Between 2012 and 2014, there was an increase in the number of hospitals performing TAVR in all four regions and an increase in the number of TAVR hospitals per one millions adults. By 2014, there were 1.38 TAVR-capable hospitals per one million adults in the Northeast, which was similar in the Midwest. In contrast there were 1.03 and 0.91 hospitals per one million adults performing TAVR in the southern and western US.  

A Public Health Issue

Christopher Meduri, MD (Piedmont Heart Institute, Atlanta, GA), who was not involved in the study, told TCTMD that the disparity in TAVR penetration is sobering and concerning. “It’s been shown in numerous studies that cardiac procedures are less likely to be utilized in people from lower socioeconomic strata, and I really think this is what we’re seeing,” he told TCTMD. “My hope is that societies and industry approach this as a public health issue.”

My hope is that societies and industry approach this as a public health issue. Christopher Meduri

In the US, it is estimated that 35% to 40% of patients eligible for TAVR or surgical aortic valve replacement for aortic stenosis remain untreated, said Meduri. Directing resources to educate healthcare providers in these underserved geographic regions, including impoverished regions in the southern US, would go a long way toward ensuring that all people have access to therapy for valvular heart disease.

“As interventionalists, we often don’t think that way,” said Meduri. “We get the patient as they come to us, and we treat them. Maybe we have more of a responsibility than we recognize to look at this as part of the bigger picture.”

Gupta noted that previous studies have shown cardiac procedures, such as PCI and ICD implantation, are performed less frequently in poorer regions. He added that many of the large TAVR trials were conducted by hospitals and physicians practicing in the Northeast and this “legacy effect” might explain why utilization is higher than other regions.

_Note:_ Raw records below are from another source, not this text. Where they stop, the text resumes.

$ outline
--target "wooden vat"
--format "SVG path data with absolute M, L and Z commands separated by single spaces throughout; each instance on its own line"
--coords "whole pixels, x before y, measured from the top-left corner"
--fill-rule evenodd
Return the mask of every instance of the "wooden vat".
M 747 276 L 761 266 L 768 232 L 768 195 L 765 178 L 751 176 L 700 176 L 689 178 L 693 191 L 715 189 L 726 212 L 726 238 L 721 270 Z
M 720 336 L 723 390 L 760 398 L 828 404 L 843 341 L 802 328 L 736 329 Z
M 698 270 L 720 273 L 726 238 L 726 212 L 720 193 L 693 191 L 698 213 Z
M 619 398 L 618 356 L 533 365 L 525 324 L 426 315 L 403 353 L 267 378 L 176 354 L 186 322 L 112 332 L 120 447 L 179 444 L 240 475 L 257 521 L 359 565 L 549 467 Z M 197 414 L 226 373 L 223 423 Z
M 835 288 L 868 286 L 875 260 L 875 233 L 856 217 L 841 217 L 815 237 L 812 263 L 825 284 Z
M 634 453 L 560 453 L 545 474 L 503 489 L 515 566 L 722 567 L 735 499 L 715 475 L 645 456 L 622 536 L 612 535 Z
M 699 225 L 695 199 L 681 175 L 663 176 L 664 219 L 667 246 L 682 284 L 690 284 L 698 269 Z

In addition to the difference in in-hospital mortality across the four regions, the analysis showed that average length of stay for TAVR was shorter in the Midwest, South, and West compared with the Northeast, while patients treated in the Northeast were more likely to be discharged to a skilled nursing facility or receive home health care.

Reasons for the Disparity?

In an attempt to explain the higher risk-adjusted mortality in regions outside the Northeast, the researchers point out that the number of TAVR procedures in the Midwest was lower but the number of TAVR-capable hospitals was nearly identical to the Northeast. This amounts to a lower average hospital TAVR volume in the Midwest compared with the Northeast. Similarly, the Southern region also had a lower average hospital TAVR volume compared with the Northeast.

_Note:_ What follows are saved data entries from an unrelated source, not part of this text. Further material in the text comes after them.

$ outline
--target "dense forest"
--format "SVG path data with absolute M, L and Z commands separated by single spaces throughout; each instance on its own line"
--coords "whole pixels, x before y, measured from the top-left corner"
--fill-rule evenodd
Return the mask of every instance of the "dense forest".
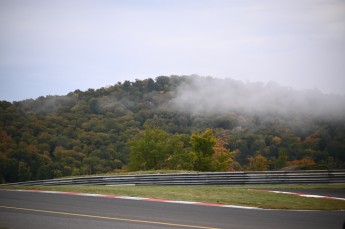
M 159 76 L 1 101 L 0 179 L 345 168 L 343 97 L 300 94 L 272 84 Z

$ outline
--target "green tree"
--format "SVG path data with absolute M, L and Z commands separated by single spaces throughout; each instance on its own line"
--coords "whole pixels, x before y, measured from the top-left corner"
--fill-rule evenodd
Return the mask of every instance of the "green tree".
M 288 156 L 287 156 L 286 150 L 284 148 L 280 148 L 279 157 L 275 163 L 276 169 L 281 169 L 281 168 L 286 167 L 287 162 L 288 162 Z
M 197 171 L 214 171 L 216 168 L 212 164 L 213 147 L 216 144 L 216 137 L 211 129 L 206 129 L 203 133 L 192 133 L 191 145 L 196 154 L 194 169 Z
M 92 156 L 83 159 L 84 173 L 91 175 L 94 173 L 102 172 L 102 162 L 99 157 Z
M 18 179 L 19 181 L 26 181 L 30 180 L 31 178 L 31 171 L 30 171 L 30 166 L 23 162 L 20 161 L 18 165 Z
M 190 136 L 183 134 L 175 134 L 169 139 L 167 169 L 193 170 L 197 156 L 191 151 L 189 140 Z
M 146 128 L 129 141 L 130 170 L 162 169 L 167 158 L 169 135 L 159 128 Z

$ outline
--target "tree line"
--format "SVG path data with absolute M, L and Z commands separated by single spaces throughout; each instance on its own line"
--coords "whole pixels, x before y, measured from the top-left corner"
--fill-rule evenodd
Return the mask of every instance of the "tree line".
M 129 141 L 128 169 L 234 170 L 234 153 L 226 149 L 225 144 L 211 129 L 189 136 L 171 135 L 158 127 L 147 127 Z
M 0 179 L 116 170 L 345 168 L 344 120 L 169 107 L 187 76 L 0 102 Z

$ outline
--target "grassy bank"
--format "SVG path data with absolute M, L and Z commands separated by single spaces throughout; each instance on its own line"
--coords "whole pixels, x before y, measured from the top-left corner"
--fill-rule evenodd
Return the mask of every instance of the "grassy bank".
M 306 198 L 260 192 L 261 189 L 345 189 L 345 185 L 251 185 L 251 186 L 11 186 L 11 189 L 36 189 L 98 193 L 219 204 L 254 206 L 268 209 L 345 210 L 345 201 Z

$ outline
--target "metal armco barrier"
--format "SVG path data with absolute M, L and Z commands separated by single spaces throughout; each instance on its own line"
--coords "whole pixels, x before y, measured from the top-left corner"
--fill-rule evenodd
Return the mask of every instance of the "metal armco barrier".
M 88 176 L 3 185 L 245 185 L 345 183 L 345 170 L 212 172 L 152 175 Z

“One of the possible reasons is that this could be related to the procedural volume of the Northeast compared with the South,” said Gupta, noting that higher procedural volume has been linked with more favorable in-hospital TAVR outcomes. He pointed out, however, they did not specifically analyze results based on annual hospital TAVR volumes. 

While procedural volume might partially explain the difference in mortality between the Northeast and other regions, Gupta and colleagues acknowledge that unmeasured confounding variables might have also influenced their analysis. They point out, though, that while the risk-adjusted mortality was highest in the South, these patients were younger than those treated in Northeast and had a similar prevalence of comorbidities.

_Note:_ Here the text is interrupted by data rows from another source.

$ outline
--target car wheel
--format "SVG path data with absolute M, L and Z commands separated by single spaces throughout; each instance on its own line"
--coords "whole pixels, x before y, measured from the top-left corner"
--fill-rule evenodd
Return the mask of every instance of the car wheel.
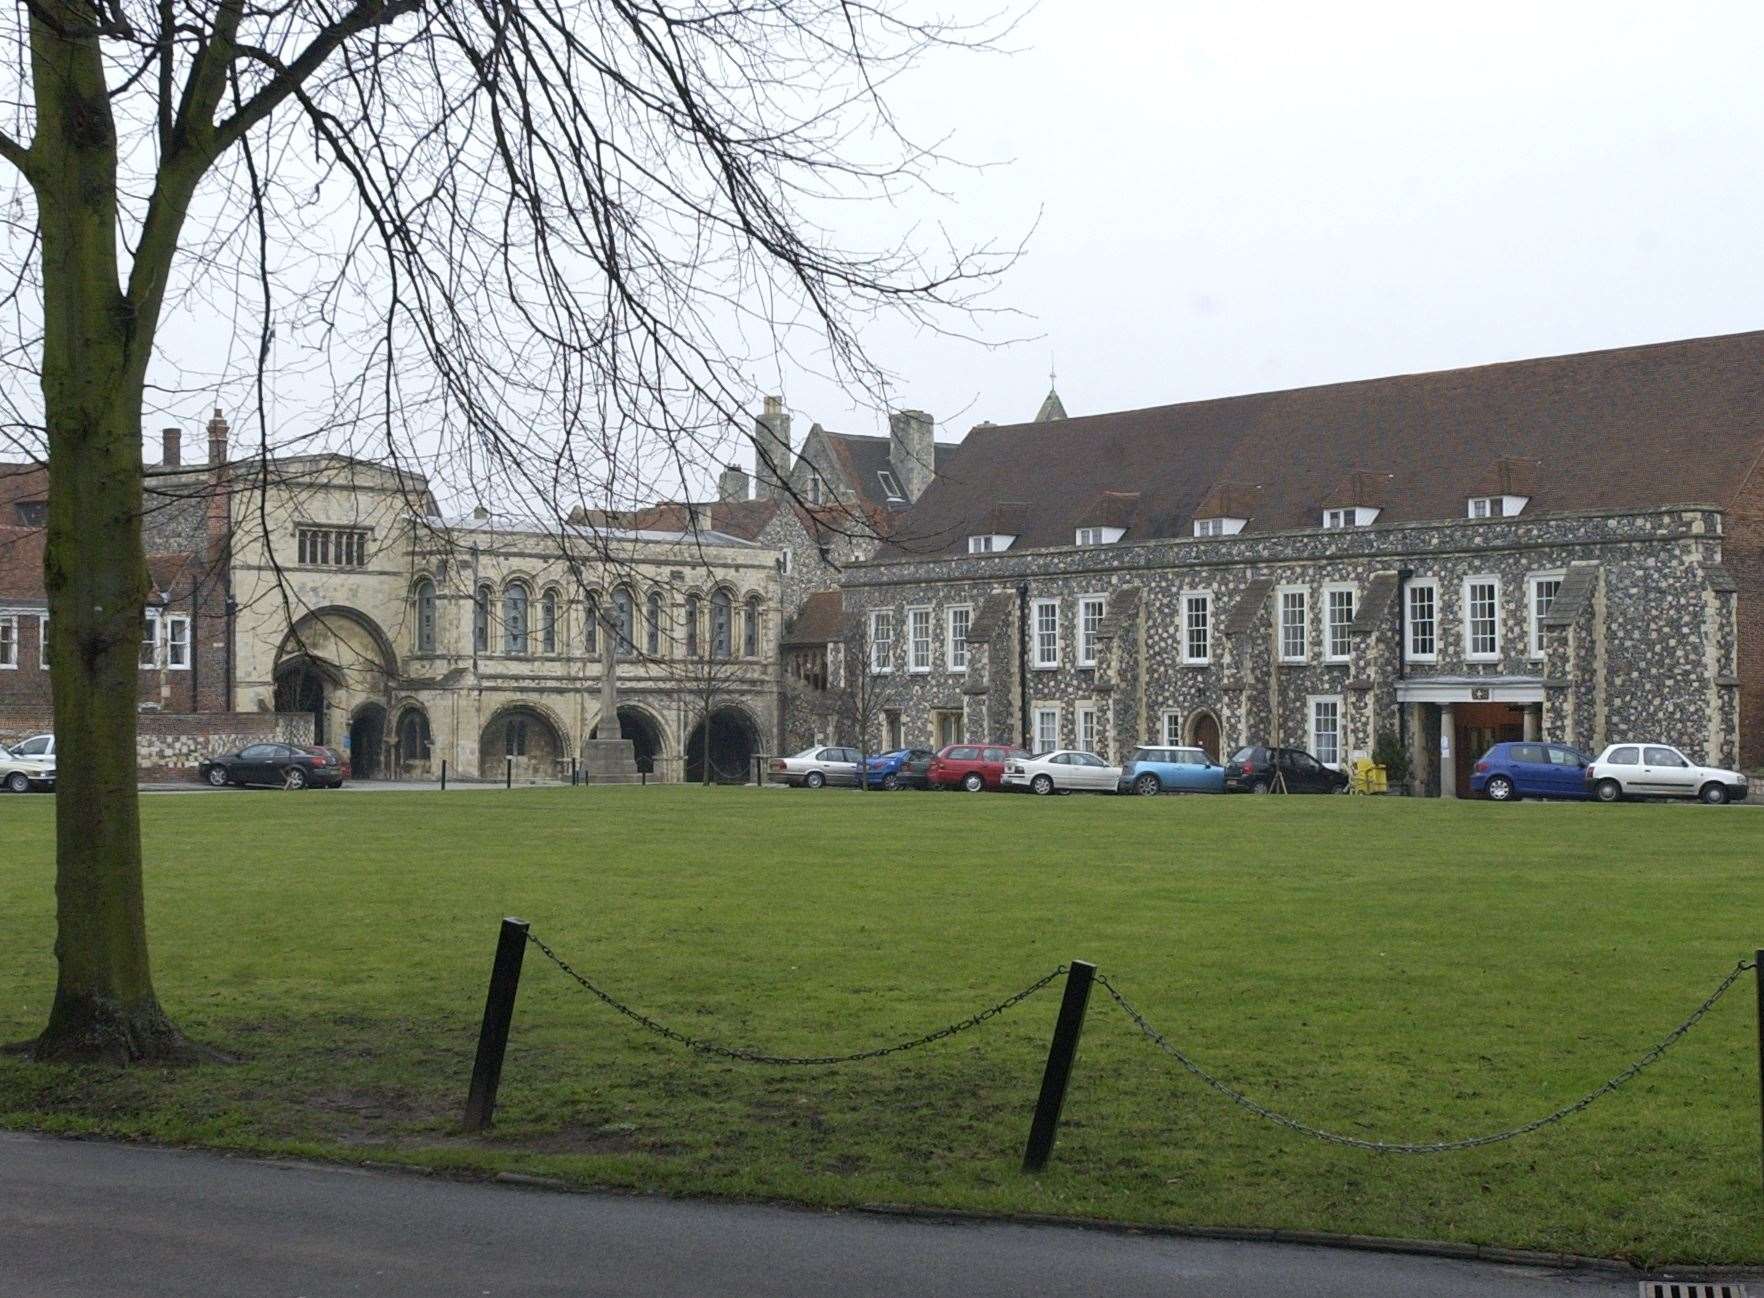
M 978 793 L 986 787 L 986 779 L 979 771 L 969 771 L 962 776 L 962 787 L 969 793 Z
M 890 793 L 893 793 L 900 787 L 900 776 L 884 775 L 882 777 L 882 787 L 887 789 Z
M 1048 794 L 1054 791 L 1053 776 L 1037 775 L 1033 780 L 1029 781 L 1029 788 L 1032 792 L 1038 793 L 1045 798 Z
M 304 789 L 306 787 L 306 772 L 298 766 L 290 766 L 288 774 L 283 779 L 290 789 Z
M 1488 796 L 1491 802 L 1507 802 L 1513 797 L 1513 781 L 1504 775 L 1488 777 Z
M 822 775 L 819 771 L 810 771 L 807 775 L 802 777 L 802 784 L 805 789 L 818 789 L 826 782 L 827 777 Z
M 1250 785 L 1250 792 L 1251 793 L 1266 793 L 1266 792 L 1268 792 L 1268 781 L 1257 780 L 1254 784 Z
M 31 777 L 23 771 L 14 771 L 6 777 L 6 787 L 14 793 L 29 793 L 31 791 Z
M 1705 784 L 1702 792 L 1697 796 L 1711 807 L 1719 807 L 1727 801 L 1727 786 L 1725 784 Z
M 1600 802 L 1616 802 L 1623 796 L 1623 786 L 1616 780 L 1600 780 L 1593 788 L 1593 797 Z
M 1162 793 L 1164 791 L 1164 782 L 1148 771 L 1146 774 L 1133 781 L 1133 791 L 1149 798 L 1154 793 Z
M 209 767 L 208 768 L 208 782 L 210 784 L 214 785 L 214 787 L 217 789 L 226 788 L 228 783 L 230 782 L 227 779 L 227 768 L 224 766 L 211 766 L 211 767 Z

Meduri told TCTMD that although patients in the South were younger, treating a younger patient for severe symptomatic aortic stenosis likely means they have major health issues, some of which might not be captured in a multivariable risk adjustment. “Even just from anecdotal experience, a 70-year-old coming in to see me in Atlanta is not the same as a 70-year-old I was seeing in Boston,” said Meduri. “Yet if you saw their notes, you wouldn’t see anything.”

Disclosures
  • Gupta and Meduri report no relevant conflicts of interest.